Multi-master (HA)

Wed May 7 22:06:56 UTC 2014

On 05/06/14 13:39, Evan Hunt wrote:
> On Tue, May 06, 2014 at 06:20:11PM +0000, Baird, Josh wrote:
>> Hi,
>>
>> For those of you who operate at multiple sites or datacenters, are you
>> doing any HA for your BIND masters?  Ideally, we would have a master in
>> each datacenter; maybe not an active one, but one that is standing by in
>> case your primary master becomes unavailable.  
>>
>> Do you have multiple "active" masters and list them as master in each of
>> your slave's zone definitions?  This seems like it could get rather
>> messy.  One thought is to use a technology like VMWare SRM which will
>> spin up a master/virtual machine automatically in a second datacenter if
>> your primary master goes down.  This coupled with Layer2 connectivity
>> between your sites could make things fairly simple.  The
>> standby/secondary master would retain the same IP address as your
>> primary, so everything should just *work*.  
>>
>> What are others doing?  Any thoughts, ideas or advice is much
>> appreciated.
> 
> Thank you for bringing this up.  As it happens, high-availability/
> multi-master support in BIND is something we've been seriously considering
> for a future release.  There's been a lot of internal discussion of use
> cases, requirements, and possible design approaches.
> 
> I don't want to influence the conversation here by saying too much about
> the ideas we've had so far, but I wanted to say: if anyone has specific
> thoughts on how to make this sort of thing easier in BIND -- even just at
> the level of "boy, it irritates me that I can't make BIND do <X>" --
> such comments will fall on welcoming ears.
> 

I hadn't thought of doing multi-master...but the issue of promoting a slave to
master for DR had come up.  At the time the problem was DNSSEC.  Its one thing
for the slave to become master, its another when it needs to change entries in
the zone file to redirect key web-services to DR instances. (at the time, it
was create two signed zone files each time...and secure transfer the second
one out of band....but no DR web servers were ever setup, so both were
identical files and eventually got scrapped. The issue of raw vs text on
secondaries came up after abandonment.  But, DR comes up now and
then...recently its using DNS appliances and cloud...

OTOH, the idea of multi-master is intriguing.....the only down side I see, is
that I have one really powerful server for my current master....(Sun Fire
X4170)....and my other servers are weak leftovers....just passed EOL last
year.  And, have all the servers doing full DNSSEC signing could be interesting.

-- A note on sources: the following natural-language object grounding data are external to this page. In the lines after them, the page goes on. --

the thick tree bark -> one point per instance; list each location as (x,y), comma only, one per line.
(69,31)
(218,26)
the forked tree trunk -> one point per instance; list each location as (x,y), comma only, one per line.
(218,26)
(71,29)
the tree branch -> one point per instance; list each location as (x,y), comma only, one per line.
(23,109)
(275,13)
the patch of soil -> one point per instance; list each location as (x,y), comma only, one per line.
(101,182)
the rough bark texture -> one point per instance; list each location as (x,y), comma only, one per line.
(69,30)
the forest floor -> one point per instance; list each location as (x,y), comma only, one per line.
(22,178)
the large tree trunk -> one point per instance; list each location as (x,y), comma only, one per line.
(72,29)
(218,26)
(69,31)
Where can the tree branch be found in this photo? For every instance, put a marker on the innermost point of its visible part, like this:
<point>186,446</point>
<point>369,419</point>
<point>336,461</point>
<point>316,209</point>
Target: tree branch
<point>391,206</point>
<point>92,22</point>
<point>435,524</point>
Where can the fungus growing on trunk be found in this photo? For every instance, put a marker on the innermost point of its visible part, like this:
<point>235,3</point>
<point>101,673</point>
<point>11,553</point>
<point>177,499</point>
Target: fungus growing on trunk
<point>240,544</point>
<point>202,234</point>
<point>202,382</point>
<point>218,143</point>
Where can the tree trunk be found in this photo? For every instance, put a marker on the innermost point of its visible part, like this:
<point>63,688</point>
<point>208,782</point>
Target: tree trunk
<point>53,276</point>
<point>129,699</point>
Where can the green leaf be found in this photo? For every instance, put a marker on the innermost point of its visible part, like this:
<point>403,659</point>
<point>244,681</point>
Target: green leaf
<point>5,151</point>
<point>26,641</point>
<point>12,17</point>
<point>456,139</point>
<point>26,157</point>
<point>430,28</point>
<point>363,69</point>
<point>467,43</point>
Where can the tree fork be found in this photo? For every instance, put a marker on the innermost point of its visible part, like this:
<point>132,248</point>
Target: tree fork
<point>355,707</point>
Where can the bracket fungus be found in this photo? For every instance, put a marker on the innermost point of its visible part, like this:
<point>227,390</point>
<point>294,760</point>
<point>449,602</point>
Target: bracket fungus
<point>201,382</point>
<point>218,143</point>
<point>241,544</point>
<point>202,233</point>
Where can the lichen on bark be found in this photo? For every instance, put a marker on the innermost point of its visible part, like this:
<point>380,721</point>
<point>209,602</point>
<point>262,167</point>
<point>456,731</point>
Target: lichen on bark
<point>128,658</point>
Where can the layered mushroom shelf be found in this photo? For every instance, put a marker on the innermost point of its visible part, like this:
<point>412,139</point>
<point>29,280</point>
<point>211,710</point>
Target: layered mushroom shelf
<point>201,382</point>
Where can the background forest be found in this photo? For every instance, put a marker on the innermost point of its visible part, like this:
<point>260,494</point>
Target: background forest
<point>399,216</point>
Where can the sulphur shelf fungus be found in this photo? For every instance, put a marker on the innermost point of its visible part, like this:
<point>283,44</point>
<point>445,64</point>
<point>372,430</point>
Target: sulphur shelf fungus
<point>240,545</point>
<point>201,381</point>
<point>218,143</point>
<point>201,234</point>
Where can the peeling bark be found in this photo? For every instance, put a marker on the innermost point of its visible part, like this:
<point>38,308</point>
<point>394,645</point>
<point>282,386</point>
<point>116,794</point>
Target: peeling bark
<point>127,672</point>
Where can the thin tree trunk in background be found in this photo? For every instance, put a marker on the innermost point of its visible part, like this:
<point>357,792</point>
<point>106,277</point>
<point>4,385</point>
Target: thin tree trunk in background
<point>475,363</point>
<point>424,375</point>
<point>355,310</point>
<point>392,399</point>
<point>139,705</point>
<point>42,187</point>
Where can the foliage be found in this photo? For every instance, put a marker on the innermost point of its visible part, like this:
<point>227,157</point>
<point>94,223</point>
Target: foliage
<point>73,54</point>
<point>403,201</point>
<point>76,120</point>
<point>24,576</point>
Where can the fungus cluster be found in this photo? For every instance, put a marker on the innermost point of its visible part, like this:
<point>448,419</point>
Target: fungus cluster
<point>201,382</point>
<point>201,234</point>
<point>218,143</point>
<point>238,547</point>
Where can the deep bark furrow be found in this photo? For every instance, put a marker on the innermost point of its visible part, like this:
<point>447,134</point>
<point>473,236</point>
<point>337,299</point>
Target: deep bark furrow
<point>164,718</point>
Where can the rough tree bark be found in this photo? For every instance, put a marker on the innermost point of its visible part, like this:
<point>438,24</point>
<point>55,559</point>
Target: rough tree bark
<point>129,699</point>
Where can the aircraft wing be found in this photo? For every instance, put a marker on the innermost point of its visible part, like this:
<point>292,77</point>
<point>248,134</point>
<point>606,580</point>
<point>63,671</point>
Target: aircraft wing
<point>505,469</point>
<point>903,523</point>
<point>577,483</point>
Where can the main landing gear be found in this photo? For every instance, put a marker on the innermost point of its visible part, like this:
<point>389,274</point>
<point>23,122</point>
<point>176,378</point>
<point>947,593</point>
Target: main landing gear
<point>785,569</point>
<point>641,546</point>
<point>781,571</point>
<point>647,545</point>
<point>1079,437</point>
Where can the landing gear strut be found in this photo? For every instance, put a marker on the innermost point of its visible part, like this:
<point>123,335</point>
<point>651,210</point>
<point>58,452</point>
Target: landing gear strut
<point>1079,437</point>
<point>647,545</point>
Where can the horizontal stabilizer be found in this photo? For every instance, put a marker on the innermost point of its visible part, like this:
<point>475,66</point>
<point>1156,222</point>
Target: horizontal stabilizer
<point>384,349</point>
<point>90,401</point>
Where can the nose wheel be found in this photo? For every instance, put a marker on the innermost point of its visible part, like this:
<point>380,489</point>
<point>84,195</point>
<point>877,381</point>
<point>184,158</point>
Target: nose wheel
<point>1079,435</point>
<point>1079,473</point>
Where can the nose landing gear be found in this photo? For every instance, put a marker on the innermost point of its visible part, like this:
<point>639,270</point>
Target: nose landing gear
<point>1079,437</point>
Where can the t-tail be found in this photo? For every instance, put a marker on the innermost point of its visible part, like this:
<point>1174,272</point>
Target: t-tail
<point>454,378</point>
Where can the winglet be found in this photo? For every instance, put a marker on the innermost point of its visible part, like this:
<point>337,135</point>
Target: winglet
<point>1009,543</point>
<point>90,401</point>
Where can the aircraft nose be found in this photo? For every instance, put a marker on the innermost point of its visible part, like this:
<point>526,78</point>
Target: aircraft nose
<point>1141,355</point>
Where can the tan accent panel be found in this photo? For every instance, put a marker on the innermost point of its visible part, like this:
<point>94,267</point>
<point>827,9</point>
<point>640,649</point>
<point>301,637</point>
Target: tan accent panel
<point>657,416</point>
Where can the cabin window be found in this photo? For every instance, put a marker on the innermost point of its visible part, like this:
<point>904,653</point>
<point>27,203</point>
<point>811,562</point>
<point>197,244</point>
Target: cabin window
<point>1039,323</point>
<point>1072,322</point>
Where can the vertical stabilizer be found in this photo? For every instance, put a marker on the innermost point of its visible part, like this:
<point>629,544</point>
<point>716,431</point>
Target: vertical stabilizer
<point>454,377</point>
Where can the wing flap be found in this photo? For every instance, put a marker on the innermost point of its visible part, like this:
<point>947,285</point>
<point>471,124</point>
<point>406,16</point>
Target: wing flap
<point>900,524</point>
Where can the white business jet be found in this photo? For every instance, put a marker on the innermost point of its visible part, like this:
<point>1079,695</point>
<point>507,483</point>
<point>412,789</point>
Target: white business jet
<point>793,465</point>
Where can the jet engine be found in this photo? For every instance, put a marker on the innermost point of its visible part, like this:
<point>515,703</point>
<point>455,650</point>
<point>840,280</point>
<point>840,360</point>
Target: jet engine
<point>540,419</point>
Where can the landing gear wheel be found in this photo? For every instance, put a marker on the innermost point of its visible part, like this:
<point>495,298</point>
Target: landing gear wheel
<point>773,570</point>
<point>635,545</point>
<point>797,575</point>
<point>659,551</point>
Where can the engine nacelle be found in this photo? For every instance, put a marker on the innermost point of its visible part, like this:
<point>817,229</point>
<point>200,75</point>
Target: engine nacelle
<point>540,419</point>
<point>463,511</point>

It also raises the question of how does the outside world cope with all the
servers having identical zones...signed on slightly different times, etc.
(especially since I'm using unix timestamp for zone serial....avoids issues of
multiple admins incrementing serial without noticing others and/or collisions
with DNSSEC's incrementing of serials.)

But, it shouldn't be too hard to implement since, our nameservers are managed
by CFEngine.  And, it makes possible for all my name servers to have both
internal and external views.  Instead of having to have separate external
slaves and internal slaves.  (and other issues that I'm still working through
with having this....namely my recursive caching servers hitting external
slaves instead of internal slaves...)

Things have gotten more complicated since we started allowing vanity internal
names....before it was one subdomain that only existed on internal, and
everybody had to put their host in there, as <dept>-host.<subdomain>.ksu.edu
....but then certain VIPs wanted host.<dept>.ksu.edu to work even though its a
10.x.x.x address.

It would also mean one of our satellite campuses that refuses to use our
caching servers (and even sent our server that was providing the service for
their campus back, which they had firewalled their users from using while it
was there)...can have their own caching servers work without needing to
understand that our whois record doesn't list our stealth/internal
nameservers...which is why they can't resolve any internal services and need
to track down somebody to give them the 10.x.x.x IP and having their users use
that, etc.

Wonder if they know about the change in forwarding on my caching resolvers to AD?

-- 
Who: Lawrence K. Chen, P.Eng. - W0LKC - Sr. Unix Systems Administrator
For: Enterprise Server Technologies (EST) -- & SafeZone Ally